(L-R) Gabi Sasai and Brady Ellison pose for a picture at the 2022 Archery World Cup Stage 1 on April 24, 2022 in Antalya, Turkey.
American Gabi Sasai is quickly figuring out the path to becoming one of rising stars in archery. Hard work and practice are givens. The secret sauce to improving is simple: capitalizing on the competition opportunities against the world’s best.
Sasai, a 16-year-old from Seattle, just made a big splash in her first world cup, winning a bronze medal with three-time Olympic medalist Brady Ellison in the team event in Turkey. Sasai was also the top American female finisher in Antalya.
The world cup schedule rolls on for Sasai with an event in Gwangju, South Korea, running May 16-22. She is ranked No. 85 in the world, and knows these events are steppingstones in her young career.
“I go there to soak everything up,” Sasai said. “I’m really excited to go to South Korea, because I’ve never been in continental Asia. So that is super cool. Outside of the archery competition, I can’t wait to see my international friends in the other delegations.

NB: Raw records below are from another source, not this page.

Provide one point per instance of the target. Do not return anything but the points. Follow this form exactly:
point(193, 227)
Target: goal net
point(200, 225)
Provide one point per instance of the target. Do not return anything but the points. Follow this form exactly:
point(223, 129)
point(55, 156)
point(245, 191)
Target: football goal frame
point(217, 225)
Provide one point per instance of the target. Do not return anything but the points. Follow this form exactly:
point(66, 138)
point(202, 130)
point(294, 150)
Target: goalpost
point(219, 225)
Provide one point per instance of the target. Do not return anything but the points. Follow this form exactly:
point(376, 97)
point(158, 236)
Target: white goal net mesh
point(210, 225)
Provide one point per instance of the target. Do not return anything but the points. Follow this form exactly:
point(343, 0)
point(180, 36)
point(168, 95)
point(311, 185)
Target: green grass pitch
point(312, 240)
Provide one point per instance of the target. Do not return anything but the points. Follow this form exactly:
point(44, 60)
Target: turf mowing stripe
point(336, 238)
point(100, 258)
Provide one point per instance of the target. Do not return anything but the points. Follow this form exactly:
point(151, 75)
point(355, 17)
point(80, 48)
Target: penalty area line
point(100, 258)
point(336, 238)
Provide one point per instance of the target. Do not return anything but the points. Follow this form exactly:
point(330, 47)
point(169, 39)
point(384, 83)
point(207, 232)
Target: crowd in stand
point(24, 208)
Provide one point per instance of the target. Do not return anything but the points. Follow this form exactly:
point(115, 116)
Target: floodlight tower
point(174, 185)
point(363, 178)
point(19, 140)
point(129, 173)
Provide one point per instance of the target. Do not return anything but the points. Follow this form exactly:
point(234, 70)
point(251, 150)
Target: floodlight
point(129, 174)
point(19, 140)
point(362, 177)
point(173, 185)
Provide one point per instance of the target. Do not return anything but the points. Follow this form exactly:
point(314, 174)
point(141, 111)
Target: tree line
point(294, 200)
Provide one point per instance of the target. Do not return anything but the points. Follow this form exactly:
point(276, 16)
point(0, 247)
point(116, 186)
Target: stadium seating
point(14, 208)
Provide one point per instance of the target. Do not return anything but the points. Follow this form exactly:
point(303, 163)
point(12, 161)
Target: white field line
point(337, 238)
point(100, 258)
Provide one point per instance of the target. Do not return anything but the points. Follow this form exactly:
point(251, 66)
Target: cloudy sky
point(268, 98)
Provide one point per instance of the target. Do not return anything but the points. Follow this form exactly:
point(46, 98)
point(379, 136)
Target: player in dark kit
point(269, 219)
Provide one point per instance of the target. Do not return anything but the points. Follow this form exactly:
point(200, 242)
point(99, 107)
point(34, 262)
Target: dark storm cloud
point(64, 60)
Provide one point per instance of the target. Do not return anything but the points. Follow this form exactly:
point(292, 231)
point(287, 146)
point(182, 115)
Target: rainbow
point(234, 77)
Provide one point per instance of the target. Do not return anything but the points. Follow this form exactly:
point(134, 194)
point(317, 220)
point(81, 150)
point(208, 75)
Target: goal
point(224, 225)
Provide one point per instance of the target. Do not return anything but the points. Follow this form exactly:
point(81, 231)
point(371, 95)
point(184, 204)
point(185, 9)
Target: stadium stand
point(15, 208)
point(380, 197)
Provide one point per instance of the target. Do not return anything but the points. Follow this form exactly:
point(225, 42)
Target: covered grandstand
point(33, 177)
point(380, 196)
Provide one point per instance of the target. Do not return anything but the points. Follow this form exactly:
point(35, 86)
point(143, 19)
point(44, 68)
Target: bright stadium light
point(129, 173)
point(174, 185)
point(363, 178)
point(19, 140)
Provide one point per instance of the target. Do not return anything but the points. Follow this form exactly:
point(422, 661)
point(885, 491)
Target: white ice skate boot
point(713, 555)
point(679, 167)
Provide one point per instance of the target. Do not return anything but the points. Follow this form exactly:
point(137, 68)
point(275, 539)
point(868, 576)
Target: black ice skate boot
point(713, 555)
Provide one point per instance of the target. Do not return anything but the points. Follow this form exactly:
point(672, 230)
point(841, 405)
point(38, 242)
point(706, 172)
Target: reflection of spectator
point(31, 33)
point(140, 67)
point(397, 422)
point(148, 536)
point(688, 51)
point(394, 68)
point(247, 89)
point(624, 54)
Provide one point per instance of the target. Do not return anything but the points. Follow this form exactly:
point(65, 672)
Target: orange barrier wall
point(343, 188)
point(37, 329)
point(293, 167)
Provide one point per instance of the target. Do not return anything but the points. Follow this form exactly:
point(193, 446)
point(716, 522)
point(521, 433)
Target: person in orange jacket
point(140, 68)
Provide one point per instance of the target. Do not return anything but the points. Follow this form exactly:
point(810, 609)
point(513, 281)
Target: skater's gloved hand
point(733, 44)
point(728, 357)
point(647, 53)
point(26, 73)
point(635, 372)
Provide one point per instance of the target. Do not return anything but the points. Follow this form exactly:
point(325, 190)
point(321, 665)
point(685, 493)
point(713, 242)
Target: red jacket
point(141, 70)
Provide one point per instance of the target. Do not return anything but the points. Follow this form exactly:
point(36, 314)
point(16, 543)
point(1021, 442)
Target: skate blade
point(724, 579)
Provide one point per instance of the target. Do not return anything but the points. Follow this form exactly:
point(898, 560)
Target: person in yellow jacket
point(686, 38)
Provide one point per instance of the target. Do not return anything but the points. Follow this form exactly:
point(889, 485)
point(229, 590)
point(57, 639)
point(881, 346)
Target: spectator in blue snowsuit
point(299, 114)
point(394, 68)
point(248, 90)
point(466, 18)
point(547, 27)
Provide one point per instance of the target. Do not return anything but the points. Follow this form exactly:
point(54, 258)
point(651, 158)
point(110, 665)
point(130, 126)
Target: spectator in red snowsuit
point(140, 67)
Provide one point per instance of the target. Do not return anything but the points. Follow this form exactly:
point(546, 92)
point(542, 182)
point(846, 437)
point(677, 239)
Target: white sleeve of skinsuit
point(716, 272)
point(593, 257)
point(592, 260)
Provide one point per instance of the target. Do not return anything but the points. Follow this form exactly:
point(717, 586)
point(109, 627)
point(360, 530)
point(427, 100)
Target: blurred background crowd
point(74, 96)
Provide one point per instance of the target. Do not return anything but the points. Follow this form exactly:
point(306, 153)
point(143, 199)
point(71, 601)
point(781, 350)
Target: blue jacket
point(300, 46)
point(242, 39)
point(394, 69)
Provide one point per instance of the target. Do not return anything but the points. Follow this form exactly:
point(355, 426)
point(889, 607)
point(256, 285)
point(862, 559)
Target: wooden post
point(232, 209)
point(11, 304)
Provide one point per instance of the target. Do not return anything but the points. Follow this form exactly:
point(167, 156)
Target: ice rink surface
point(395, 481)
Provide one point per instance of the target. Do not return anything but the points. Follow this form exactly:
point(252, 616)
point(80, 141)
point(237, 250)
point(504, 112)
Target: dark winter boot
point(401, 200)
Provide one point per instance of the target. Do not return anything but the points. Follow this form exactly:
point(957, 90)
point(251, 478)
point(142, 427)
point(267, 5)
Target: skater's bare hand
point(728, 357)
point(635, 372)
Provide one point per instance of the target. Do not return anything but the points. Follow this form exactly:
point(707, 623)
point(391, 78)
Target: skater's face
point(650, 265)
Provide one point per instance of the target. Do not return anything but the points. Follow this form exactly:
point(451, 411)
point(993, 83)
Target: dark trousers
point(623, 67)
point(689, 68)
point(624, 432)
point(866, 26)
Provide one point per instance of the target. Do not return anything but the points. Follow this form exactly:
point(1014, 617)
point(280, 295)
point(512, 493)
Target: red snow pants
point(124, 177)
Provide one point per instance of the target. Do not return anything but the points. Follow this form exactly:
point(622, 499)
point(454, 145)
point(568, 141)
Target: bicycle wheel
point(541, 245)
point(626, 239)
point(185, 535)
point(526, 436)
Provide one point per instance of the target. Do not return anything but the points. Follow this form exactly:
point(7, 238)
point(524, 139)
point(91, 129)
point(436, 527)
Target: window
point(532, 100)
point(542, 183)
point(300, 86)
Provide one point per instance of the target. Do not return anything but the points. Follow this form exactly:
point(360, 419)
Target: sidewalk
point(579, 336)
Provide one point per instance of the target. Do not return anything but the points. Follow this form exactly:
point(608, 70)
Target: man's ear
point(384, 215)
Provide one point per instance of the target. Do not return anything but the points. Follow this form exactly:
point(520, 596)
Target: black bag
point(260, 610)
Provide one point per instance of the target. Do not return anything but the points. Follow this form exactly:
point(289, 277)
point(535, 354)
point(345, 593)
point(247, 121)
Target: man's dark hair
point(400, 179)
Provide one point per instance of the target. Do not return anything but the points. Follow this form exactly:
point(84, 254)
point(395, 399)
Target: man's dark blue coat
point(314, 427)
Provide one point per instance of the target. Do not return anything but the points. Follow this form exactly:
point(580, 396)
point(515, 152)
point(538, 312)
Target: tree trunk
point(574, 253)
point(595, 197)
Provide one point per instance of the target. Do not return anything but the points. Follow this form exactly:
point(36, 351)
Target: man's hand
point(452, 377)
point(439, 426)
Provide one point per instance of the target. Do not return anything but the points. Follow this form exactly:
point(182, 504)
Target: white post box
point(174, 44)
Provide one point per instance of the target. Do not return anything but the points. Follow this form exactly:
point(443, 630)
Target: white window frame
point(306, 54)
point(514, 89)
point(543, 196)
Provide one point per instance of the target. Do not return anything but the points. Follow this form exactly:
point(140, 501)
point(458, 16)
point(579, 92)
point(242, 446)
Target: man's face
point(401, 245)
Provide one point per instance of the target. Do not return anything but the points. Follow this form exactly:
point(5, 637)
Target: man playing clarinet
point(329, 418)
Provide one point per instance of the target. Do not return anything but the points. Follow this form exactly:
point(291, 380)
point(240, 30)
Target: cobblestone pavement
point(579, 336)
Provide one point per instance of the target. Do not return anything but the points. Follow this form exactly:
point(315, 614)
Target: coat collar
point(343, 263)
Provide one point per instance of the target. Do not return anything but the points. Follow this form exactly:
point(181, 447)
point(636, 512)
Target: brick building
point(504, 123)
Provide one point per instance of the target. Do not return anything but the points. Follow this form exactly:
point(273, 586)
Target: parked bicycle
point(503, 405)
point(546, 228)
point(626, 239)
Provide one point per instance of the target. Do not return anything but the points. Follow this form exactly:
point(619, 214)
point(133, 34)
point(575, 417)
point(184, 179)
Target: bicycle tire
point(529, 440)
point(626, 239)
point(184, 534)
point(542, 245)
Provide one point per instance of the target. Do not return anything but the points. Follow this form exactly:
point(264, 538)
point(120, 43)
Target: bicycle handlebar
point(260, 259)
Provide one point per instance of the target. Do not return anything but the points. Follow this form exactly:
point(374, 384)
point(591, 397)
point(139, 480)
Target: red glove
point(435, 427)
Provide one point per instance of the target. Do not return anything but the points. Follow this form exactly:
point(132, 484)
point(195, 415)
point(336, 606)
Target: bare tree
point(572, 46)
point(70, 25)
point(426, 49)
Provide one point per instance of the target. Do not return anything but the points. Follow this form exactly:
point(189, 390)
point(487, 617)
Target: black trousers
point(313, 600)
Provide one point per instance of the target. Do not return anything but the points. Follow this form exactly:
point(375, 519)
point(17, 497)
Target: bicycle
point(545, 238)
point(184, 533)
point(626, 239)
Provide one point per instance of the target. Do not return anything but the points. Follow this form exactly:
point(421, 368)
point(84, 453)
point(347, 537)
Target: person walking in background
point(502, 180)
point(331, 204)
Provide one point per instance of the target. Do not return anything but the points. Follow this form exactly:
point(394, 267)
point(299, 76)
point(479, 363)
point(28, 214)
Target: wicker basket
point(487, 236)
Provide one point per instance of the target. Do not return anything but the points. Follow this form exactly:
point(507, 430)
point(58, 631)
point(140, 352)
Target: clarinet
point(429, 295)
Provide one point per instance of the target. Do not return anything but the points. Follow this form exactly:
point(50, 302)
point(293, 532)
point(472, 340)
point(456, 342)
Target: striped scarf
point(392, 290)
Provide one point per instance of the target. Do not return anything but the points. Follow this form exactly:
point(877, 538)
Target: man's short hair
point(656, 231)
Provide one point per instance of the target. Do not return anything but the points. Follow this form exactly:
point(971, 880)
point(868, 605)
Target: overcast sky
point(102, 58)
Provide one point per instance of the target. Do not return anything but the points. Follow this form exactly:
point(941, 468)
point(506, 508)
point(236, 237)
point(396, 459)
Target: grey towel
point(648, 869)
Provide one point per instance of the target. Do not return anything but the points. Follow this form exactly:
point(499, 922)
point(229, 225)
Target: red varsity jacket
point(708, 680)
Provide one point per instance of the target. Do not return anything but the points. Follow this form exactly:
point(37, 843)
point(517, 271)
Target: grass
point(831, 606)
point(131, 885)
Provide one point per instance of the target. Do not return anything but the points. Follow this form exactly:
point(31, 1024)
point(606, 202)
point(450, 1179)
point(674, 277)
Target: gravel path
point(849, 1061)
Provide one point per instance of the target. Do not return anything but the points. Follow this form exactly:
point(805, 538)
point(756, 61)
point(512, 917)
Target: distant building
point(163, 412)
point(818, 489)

It will be fun.”
Sasai’s positive experiences in Turkey may set her up to do well in Gwangju. She admits her first world cup was a lot to take in. Defusing pressure, dealing with top competitors, and paying attention to every detail were all lessons learned in person, with a little mentoring help from Ellison.
“You have no idea what it feels like. There is so much big energy out there that you have to deal with,” she said. “I’m expecting the cramped spaces, and you need to get on that target and go. They’re not polite about squeezing you out on the target. You have to know what you need to do and the conditions. I had to mentally desensitize myself to everything that was happening around me in Turkey. Once I understood that, it got easier. Brady was so chill and funny, so that helped.
“I feel less concerned going to South Korea, there is less unknown now to me. I am just going to the tournament with the expectation of doing my best and shooting well.”
Sasai started archery at 6, thanks to her dad David being a fan of the sport. Her success since then has resulted in a big collection of plaques, medals, and trophies. She stored her awards in a bag, dubbed the “shopping bag of glory”, until it broke. David replaced it with a plastic box (of glory) and the world cup bronze medal sits on the top of the stored stash in her room.